Die gem. §§ 11 Abs. 1 RPflG, 58 ff. FamFG zulässige Beschwerde des Beteiligten zu 1. hat in der Sache keinen Erfolg.
Anders als in Fällen, in denen der Senat einen Verein aus dem Amt eines(Ergänzungs-)Pflegers entlassen und eine/n seiner Mitarbeiter/-innen zum „Vereins“-pfleger bestellt hat (z. B. Beschluss vom 09.05.2012, II – 1 WF 17/12), liegt ein wichtiger Grund im Sinne von § 1889 Abs. 2 S. 2 BGB für die Entlassung hier nicht vor. Denn der Beteiligte zu 1. hat seine gem. §§ 1915 Abs. 1 S. 1, 1791 a Abs. 1 S. 2 a.E. BGB notwendige Einwilligung bei der in 2006 erfolgten Bestellung zum Ergänzungspfleger auf der Grundlage erteilt, dass seine Tätigkeit nach der damaligen Rechtsprechung des Bundesgerichtshofs nicht vergütungsfähig war. Entsprechend hat der Beteiligte zu 1. zunächst auch keine Vergütung beansprucht. Dies änderte sich erst nach dem Wechsel der Rechtsprechung im Jahr 2007 (BGH, FamRZ 2007, 900 f.). Die abermalige Änderung der Rechtsprechung des Bundesgerichtshof zur Vergütungsfähigkeit von Vormundschaften und Pflegschaften, die durch einen zum Vormund/Pfleger bestellten Verein geführt werden (Beschluss vom 25.05.2011, FamRZ 2011, 1394 ff.), dahin, dass diese Vereine gem. § 1836 Abs. 3 BGB keinen Anspruch auf Vergütung und Auslagenersatz haben, berührt daher die Grundlage der Einwilligung des Beteiligten zu 1. in seine Bestellung nicht. Allein darauf kommt es nach Auffassung des Senats aber für die Frage, ob ein Wechsel des (Ergänzungs-)Pflegers vorzunehmen ist, an. Entscheidend ist, ob der Verein bereits bei seiner Bestellung von der Vergütungsfähigkeit seiner Tätigkeit ausgehen konnte, denn nur dann führt deren Wegfall zu einer veränderten Situation gegenüber derjenigen zum Zeitpunkt der Einwilligung in die Bestellung.

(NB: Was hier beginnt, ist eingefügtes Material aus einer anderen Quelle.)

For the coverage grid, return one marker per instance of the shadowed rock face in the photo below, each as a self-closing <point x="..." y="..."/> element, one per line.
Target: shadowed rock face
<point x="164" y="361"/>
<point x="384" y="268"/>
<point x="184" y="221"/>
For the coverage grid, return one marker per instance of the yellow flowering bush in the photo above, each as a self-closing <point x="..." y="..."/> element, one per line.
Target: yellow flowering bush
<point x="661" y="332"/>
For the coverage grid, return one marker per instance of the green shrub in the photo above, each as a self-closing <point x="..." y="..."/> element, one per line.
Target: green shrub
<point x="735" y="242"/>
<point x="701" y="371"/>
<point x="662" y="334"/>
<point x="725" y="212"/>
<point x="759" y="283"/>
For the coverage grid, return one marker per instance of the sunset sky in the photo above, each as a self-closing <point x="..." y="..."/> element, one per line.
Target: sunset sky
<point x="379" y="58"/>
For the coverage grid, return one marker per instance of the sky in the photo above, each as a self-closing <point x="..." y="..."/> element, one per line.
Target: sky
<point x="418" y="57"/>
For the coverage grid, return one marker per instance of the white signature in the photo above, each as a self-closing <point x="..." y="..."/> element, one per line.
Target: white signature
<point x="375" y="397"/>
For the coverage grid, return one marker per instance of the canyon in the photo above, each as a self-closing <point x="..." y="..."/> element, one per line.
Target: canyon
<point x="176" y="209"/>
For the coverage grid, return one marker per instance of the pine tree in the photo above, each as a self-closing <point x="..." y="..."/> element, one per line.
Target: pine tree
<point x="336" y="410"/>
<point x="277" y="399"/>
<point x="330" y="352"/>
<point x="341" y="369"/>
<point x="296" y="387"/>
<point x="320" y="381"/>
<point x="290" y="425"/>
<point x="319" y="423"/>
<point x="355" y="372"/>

Entgegen den Ausführungen in der Beschwerdebegründung ist daher allein der Umstand, dass nur bei Bestellung eines Vereinspflegers eine Vergütung erlangt werden kann, kein Grund im Sinne des § 1889 Abs. 2 Satz 2 BGB.
Die Kostenentscheidung beruht auf § 81 Abs. 1 FamFG.
Die Zulassung der Rechtsbeschwerde ist wegen der grundsätzlichen Bedeutung und zur Sicherung einer einheitlichen Rechtsprechung geboten.
Rechtsbehelfsbelehrung:
Gegen den Beschluss ist das Rechtsmittel der Rechtsbeschwerde statthaft.
Beschwerdeberechtigt ist derjenige, dessen Rechte durch den Beschluss beeinträchtigt sind.
Die Rechtsbeschwerde ist binnen einer Frist von einem Monat nach der schriftlichen Bekanntgabe des Beschlusses durch Einreichen einer Beschwerdeschrift bei dem Bundesgerichtshof in Karlsruhe, Herrenstr. 45a, 76133 Karlsruhe, einzulegen und muss durch einen beim Bundesgerichtshof zugelassenen Rechtsanwalt unterschrieben sein.
Die Frist zur Begründung der Rechtsbeschwerde beträgt ebenfalls einen Monat und beginnt mit der schriftlichen Bekanntgabe des angefochtenen Beschlusses.Die weiteren Einzelheiten zu den zwingenden Förmlichkeiten und Fristen von Rechtsbeschwerdeschrift und Begründung ergeben sich aus §§ 71 und 72 FamFG.